Le chapitre essentiel (p. 65 à 93) Laïcité aurait pu s’intituler : Théologie Laïque. Car cette théologie est une forme de vérité d’un christianisme, et de reconnaissance par celui qui s’est vu refusé la grâce du don de la foi. L’athéisme d’André Comte-Sponville, dans cette relecture d’Alain, est un athéisme culturellement, et plus encore philosophiquement chrétien. Passons sur la forme d’anticléricalisme d’Alain qui permet quelques belles formules : « Dans la religion, tout est vrai, excepté le sermon ; tout est bon excepté le prêtre. » Cependant Comte-Sponville prolonge la citation par : « Tout est vrai, tout est bon d’un point de vue poétique ou métaphorique – la messe ainsi considérée, est “le drame humain essentiel” : l’esprit assassiné par les puissances et pourtant “ressuscitant le troisième jour” – sauf les commentaires du curé trop favorables aux puissants, et sauf le curé lui-même, trop porté à faire peur…. » (p. 65-66).
La foi d’André Comte-Sponville est un pari pascalien inversé. « Puisque je n’ai pas reçu la grâce de croire, il est plus raisonnable d’être athée. » Mais il ne lui est pas interdit à lui comme à Alain de comprendre « la force « révolutionnaire » de la révélation chrétienne, dans le message des évangiles » (p. 79). La critique anticléricale se retourne ainsi contre « le préjugé laïque » qui méprise les religions ou « pour rester sourd à ce qu’à leur façon – poétique, métaphorique – elles enseignent » (p. 76-77). Et ce « qui vaut pour les prêtres, vaut aussi à l’égard des politiques, lorsqu’ils prétendent penser à la place du peuple, où plutôt à la place des citoyens » (p. 70).

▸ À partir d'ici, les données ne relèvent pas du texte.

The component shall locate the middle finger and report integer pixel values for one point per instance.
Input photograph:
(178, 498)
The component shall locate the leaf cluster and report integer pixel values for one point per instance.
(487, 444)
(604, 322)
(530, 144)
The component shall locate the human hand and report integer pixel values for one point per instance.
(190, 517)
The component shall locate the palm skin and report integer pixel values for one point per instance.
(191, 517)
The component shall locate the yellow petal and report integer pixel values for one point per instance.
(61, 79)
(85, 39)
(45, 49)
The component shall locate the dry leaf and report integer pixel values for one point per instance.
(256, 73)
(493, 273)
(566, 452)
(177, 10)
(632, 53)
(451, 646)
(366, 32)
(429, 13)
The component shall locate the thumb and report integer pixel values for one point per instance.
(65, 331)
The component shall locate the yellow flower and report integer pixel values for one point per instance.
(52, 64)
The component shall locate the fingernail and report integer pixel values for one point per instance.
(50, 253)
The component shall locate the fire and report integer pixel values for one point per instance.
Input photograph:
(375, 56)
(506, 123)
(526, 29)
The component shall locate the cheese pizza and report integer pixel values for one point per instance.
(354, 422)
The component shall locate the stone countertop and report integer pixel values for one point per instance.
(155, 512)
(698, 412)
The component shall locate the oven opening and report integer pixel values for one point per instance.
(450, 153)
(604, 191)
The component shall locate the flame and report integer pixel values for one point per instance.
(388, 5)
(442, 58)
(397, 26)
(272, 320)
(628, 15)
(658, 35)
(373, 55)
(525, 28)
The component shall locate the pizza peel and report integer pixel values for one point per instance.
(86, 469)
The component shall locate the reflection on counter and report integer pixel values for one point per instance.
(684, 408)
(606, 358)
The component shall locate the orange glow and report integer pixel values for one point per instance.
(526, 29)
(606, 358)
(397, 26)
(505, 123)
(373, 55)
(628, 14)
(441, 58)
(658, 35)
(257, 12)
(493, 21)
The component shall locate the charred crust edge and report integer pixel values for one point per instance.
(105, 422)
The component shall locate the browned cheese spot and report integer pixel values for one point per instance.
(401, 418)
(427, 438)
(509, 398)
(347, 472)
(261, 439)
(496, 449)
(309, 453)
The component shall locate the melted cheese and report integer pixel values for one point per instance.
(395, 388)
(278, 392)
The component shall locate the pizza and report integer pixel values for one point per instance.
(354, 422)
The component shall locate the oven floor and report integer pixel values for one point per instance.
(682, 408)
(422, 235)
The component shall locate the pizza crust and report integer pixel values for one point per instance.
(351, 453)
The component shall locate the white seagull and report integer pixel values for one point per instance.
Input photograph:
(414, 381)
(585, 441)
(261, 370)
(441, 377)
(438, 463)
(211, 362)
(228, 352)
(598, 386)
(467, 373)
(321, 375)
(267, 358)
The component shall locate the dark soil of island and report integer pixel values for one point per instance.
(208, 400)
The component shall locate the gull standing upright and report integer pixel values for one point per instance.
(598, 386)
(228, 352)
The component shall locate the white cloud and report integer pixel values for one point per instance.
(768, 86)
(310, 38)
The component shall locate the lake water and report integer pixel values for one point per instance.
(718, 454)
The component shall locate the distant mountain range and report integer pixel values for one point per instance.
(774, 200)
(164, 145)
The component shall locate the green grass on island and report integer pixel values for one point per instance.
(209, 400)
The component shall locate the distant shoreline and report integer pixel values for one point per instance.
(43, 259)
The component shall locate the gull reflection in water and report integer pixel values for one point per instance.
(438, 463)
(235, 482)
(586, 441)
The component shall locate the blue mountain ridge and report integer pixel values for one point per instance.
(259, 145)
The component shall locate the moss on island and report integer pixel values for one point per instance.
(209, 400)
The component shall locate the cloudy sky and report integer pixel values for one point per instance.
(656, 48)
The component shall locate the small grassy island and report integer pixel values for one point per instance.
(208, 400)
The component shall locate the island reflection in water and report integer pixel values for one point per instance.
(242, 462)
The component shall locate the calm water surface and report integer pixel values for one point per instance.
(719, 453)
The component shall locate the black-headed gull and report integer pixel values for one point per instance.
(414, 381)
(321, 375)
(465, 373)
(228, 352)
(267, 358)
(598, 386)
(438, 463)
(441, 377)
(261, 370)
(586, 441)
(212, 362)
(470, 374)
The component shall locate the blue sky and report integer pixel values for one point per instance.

L’humanisme, qui est la forme essentielle de l’athéisme de Comte-Sponville, a trouvé dans ce rapprochement avec Alain tout à la fois la mémoire de ses premières lectures mais dans cette relecture – sans complaisance – la possibilité de s’exprimer dans les catégories chrétiennes sans être confondu avec un dévot, ou récupéré comme un « chrétien sans le savoir ». C’est justement un travail de raison qui se réalise ici. « L’humanisme d’Alain (et j’ajoute celui d’André Comte-Sponville) se veut plus près de la charité qui vaut mieux que de la philanthropie » (p. 89). La dernière parole revient à Chateaubriand cité par Alain dans son ouvrage Les Dieux : « Chateaubriand a dépassé le sublime païen et même le sublime chrétien, en sa parole des “martyrs” : Au chrétien qui donne au pauvre son manteau, le païen dit selon sa profonde sagesse : “tu as cru sans doute que c’était un dieu ? – non répond le chrétien, j’ai cru que c’était un homme” » (p. 89). Tel est l’humanisme d’André Comte-Sponville.